Eight months since Sweden and Finland announced plans to join Nato, Turkey’s president, Recep Tayyip Erdogan, keeps coming up with new reasons to delay their accession.
Russia’s invasion of Ukraine prompted the Nordic countries to cast aside long-standing nonalignment policies to announce last May their desire to join the defence alliance.
But they did not count on the divergent agenda of Turkey’s president: projecting a strong image in a critical election year — and Erdogan wields an effective veto.
He has zeroed in on Sweden in particular, accusing authorities there of allowing “terror organisations [to] run wild on your avenues and streets” and saying Stockholm must show greater respect for Turkey or “they won’t see any support from us on the Nato issue”.
Last month, Turkey even said it could approve Finland’s Nato membership application ahead of Sweden’s, an idea rejected by Helsinki. For the exiled Turkish journalist, Bulent Kenes, this sort of fiery rhetoric is all too predictable — and designed with one thing in mind. “Turkey is approaching a critical election, Erdogan needs to show himself a strongman,” Kenes said from his home in Stockholm.

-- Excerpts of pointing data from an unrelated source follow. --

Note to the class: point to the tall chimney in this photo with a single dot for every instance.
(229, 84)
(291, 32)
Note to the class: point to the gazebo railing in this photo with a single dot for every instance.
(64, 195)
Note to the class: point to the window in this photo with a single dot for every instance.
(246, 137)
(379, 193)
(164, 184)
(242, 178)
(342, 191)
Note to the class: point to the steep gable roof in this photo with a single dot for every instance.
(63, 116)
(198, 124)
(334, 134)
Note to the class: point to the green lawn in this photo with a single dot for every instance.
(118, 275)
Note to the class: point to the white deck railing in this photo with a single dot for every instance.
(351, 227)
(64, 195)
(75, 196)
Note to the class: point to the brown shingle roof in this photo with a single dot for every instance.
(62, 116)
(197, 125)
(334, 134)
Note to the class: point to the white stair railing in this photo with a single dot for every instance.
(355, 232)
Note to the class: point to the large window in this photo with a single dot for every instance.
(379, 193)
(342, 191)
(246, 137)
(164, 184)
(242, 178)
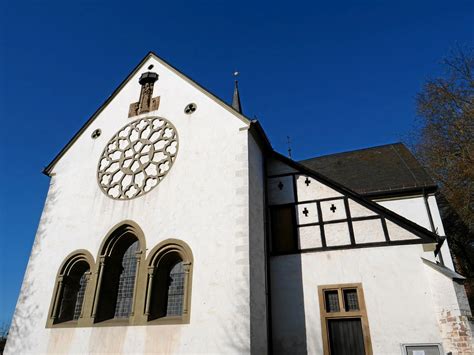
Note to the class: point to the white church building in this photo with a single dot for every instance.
(171, 226)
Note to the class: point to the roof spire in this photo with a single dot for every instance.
(236, 98)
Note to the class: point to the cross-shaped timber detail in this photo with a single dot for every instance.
(146, 103)
(96, 133)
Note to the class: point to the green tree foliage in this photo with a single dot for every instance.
(445, 145)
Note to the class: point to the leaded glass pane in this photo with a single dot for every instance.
(80, 296)
(332, 301)
(123, 306)
(174, 305)
(351, 303)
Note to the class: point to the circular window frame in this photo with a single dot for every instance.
(171, 158)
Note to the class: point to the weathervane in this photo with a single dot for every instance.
(288, 141)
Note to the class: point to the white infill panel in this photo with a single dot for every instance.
(357, 210)
(333, 210)
(311, 189)
(337, 234)
(276, 167)
(280, 190)
(307, 213)
(368, 231)
(310, 237)
(396, 232)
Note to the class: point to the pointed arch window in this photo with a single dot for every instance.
(169, 283)
(68, 296)
(118, 275)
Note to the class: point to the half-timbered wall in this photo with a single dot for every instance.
(325, 218)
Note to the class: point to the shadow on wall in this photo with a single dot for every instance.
(288, 311)
(28, 316)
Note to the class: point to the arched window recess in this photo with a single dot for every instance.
(68, 301)
(168, 287)
(118, 274)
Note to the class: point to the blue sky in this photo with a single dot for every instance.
(334, 76)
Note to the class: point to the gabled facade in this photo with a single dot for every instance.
(171, 226)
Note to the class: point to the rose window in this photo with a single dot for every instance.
(137, 158)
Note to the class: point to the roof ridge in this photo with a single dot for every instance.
(354, 150)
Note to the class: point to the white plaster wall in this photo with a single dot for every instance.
(256, 203)
(414, 209)
(397, 295)
(203, 201)
(438, 224)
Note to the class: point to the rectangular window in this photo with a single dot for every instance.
(345, 328)
(283, 229)
(422, 349)
(332, 301)
(351, 301)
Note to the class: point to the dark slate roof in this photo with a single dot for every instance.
(383, 170)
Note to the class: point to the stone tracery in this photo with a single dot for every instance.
(137, 158)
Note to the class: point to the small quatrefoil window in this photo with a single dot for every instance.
(190, 108)
(96, 133)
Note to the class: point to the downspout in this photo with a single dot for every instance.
(267, 264)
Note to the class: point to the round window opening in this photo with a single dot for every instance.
(137, 158)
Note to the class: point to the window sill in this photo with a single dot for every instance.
(168, 320)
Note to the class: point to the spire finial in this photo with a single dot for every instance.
(288, 141)
(236, 105)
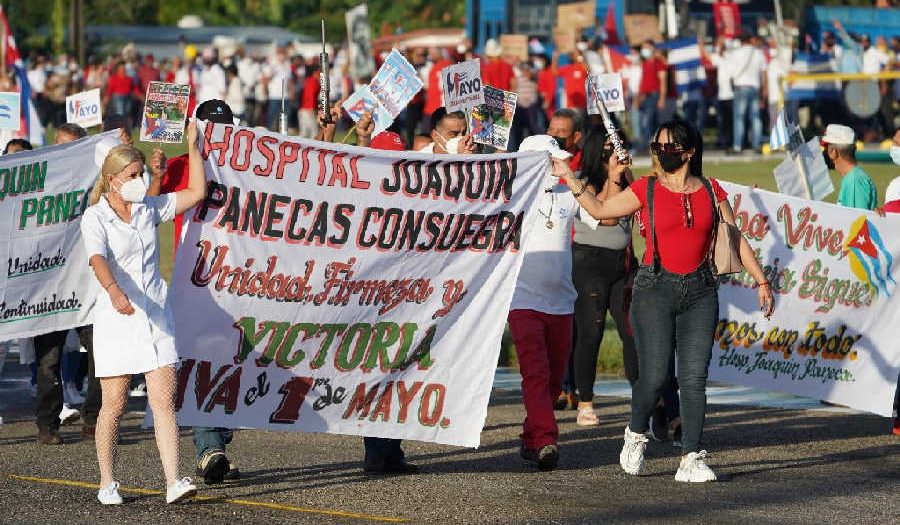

“He is taking any opportunity to increase his power in the eyes of his domestic audience. He has found a very manageable enemy to show Sweden as an adversary of Turkey.”
Whatever Erodgan’s motivations, his words have left the governments of Sweden and Finland scrambling to salvage the situation.
“Erdogan is demonstrating that he’s a force to be reckoned with in a multipolar world in which the US and EU is no longer dominant,” said Paul Levin of the Institute for Turkish Studies at Stockholm University.
Turkey felt humiliated by its experience of applying for EU membership a decade ago, Levin said. “Now the roles are reversed and Sweden and Finland are asking Turkey if they would be so kind as to let them in, so there’s a reverse power dynamic.”